Ejemplo n.º 1
0
class HolodeckEnv(Env):
    def __init__(self, scenario_name='', scenario_cfg=None, max_steps=200, 
                 gif_freq=500, steps_per_action=4, image_dir='images/test', 
                 viewport=False):

        # Load holodeck environment
        if scenario_cfg is not None and \
            scenario_cfg['package_name'] not in holodeck.installed_packages():
            
            holodeck.install(scenario_cfg['package_name'])

        self._env = holodeck.make(scenario_name=scenario_name, 
                                  scenario_cfg=scenario_cfg, 
                                  show_viewport=viewport)

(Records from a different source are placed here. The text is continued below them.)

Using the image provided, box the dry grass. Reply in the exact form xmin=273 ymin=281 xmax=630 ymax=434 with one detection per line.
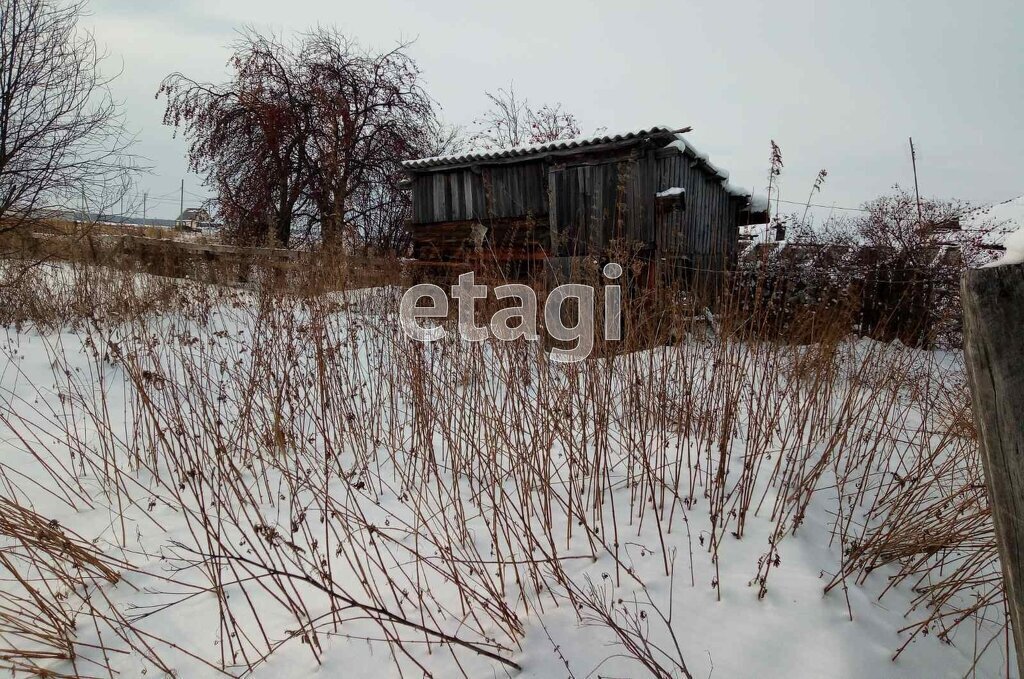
xmin=0 ymin=257 xmax=1004 ymax=677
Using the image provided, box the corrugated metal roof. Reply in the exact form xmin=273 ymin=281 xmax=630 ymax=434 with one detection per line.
xmin=402 ymin=125 xmax=675 ymax=170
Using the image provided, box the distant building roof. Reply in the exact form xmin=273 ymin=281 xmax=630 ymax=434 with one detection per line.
xmin=402 ymin=125 xmax=689 ymax=170
xmin=402 ymin=125 xmax=768 ymax=206
xmin=178 ymin=208 xmax=210 ymax=221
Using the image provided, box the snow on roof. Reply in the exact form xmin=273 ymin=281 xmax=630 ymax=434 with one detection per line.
xmin=401 ymin=125 xmax=768 ymax=212
xmin=402 ymin=125 xmax=673 ymax=170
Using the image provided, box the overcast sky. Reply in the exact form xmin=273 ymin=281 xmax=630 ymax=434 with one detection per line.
xmin=87 ymin=0 xmax=1024 ymax=217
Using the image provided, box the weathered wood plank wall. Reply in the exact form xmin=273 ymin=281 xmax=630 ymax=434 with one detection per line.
xmin=412 ymin=143 xmax=741 ymax=268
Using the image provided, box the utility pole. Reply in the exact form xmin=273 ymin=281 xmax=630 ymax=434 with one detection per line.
xmin=961 ymin=263 xmax=1024 ymax=676
xmin=910 ymin=137 xmax=924 ymax=228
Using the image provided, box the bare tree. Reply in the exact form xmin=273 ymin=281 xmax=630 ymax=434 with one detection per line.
xmin=472 ymin=85 xmax=580 ymax=148
xmin=158 ymin=28 xmax=439 ymax=249
xmin=0 ymin=0 xmax=137 ymax=241
xmin=158 ymin=32 xmax=308 ymax=245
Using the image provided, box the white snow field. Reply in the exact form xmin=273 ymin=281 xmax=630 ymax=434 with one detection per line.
xmin=0 ymin=268 xmax=1015 ymax=679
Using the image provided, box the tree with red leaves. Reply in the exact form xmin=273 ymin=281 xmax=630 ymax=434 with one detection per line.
xmin=158 ymin=28 xmax=438 ymax=249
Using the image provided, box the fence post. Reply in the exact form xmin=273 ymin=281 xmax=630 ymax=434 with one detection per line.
xmin=962 ymin=264 xmax=1024 ymax=676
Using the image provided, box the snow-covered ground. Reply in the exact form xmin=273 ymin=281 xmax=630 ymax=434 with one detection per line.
xmin=0 ymin=268 xmax=1007 ymax=679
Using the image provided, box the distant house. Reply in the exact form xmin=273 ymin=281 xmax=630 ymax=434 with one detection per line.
xmin=174 ymin=208 xmax=213 ymax=231
xmin=403 ymin=127 xmax=767 ymax=273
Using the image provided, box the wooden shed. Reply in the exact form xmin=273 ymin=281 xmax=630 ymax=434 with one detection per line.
xmin=404 ymin=127 xmax=766 ymax=278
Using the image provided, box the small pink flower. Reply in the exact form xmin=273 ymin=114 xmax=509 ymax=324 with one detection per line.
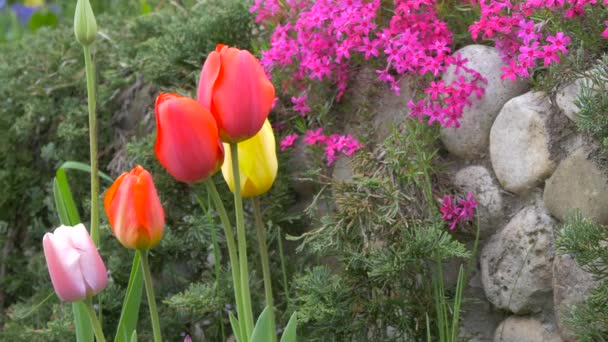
xmin=547 ymin=32 xmax=570 ymax=55
xmin=291 ymin=94 xmax=310 ymax=116
xmin=42 ymin=223 xmax=108 ymax=302
xmin=302 ymin=128 xmax=327 ymax=145
xmin=281 ymin=133 xmax=299 ymax=151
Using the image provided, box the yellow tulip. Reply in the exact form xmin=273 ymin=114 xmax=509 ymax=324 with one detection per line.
xmin=222 ymin=120 xmax=278 ymax=197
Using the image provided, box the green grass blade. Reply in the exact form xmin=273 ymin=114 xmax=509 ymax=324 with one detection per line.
xmin=114 ymin=251 xmax=144 ymax=342
xmin=53 ymin=168 xmax=81 ymax=226
xmin=60 ymin=161 xmax=114 ymax=183
xmin=72 ymin=302 xmax=93 ymax=342
xmin=131 ymin=330 xmax=137 ymax=342
xmin=451 ymin=265 xmax=465 ymax=341
xmin=53 ymin=168 xmax=99 ymax=342
xmin=426 ymin=313 xmax=431 ymax=342
xmin=228 ymin=312 xmax=245 ymax=342
xmin=249 ymin=307 xmax=275 ymax=342
xmin=281 ymin=312 xmax=298 ymax=342
xmin=53 ymin=178 xmax=70 ymax=223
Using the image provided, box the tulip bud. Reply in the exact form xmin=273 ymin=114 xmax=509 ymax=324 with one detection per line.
xmin=197 ymin=44 xmax=274 ymax=143
xmin=74 ymin=0 xmax=97 ymax=46
xmin=104 ymin=165 xmax=165 ymax=249
xmin=42 ymin=223 xmax=108 ymax=302
xmin=155 ymin=94 xmax=224 ymax=183
xmin=222 ymin=120 xmax=278 ymax=197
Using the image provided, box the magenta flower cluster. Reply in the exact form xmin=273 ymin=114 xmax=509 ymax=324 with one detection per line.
xmin=251 ymin=0 xmax=494 ymax=127
xmin=469 ymin=0 xmax=592 ymax=81
xmin=439 ymin=192 xmax=477 ymax=230
xmin=281 ymin=128 xmax=363 ymax=166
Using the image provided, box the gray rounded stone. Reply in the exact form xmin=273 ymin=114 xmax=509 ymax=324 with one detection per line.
xmin=490 ymin=92 xmax=556 ymax=195
xmin=494 ymin=316 xmax=561 ymax=342
xmin=454 ymin=165 xmax=503 ymax=239
xmin=480 ymin=201 xmax=555 ymax=314
xmin=544 ymin=148 xmax=608 ymax=224
xmin=441 ymin=45 xmax=528 ymax=159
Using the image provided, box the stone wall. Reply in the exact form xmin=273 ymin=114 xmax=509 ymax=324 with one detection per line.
xmin=441 ymin=45 xmax=608 ymax=342
xmin=326 ymin=45 xmax=608 ymax=342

        # Get action space from holodeck env and store for use with rlpyt
        if self.is_action_continuous:
            self._action_space = FloatBox(-1, 1, self._env.action_space.shape)

        else:
            self._action_space = IntBox(self._env.action_space.get_low(), 
                                        self._env.action_space.get_high(), 
                                        ())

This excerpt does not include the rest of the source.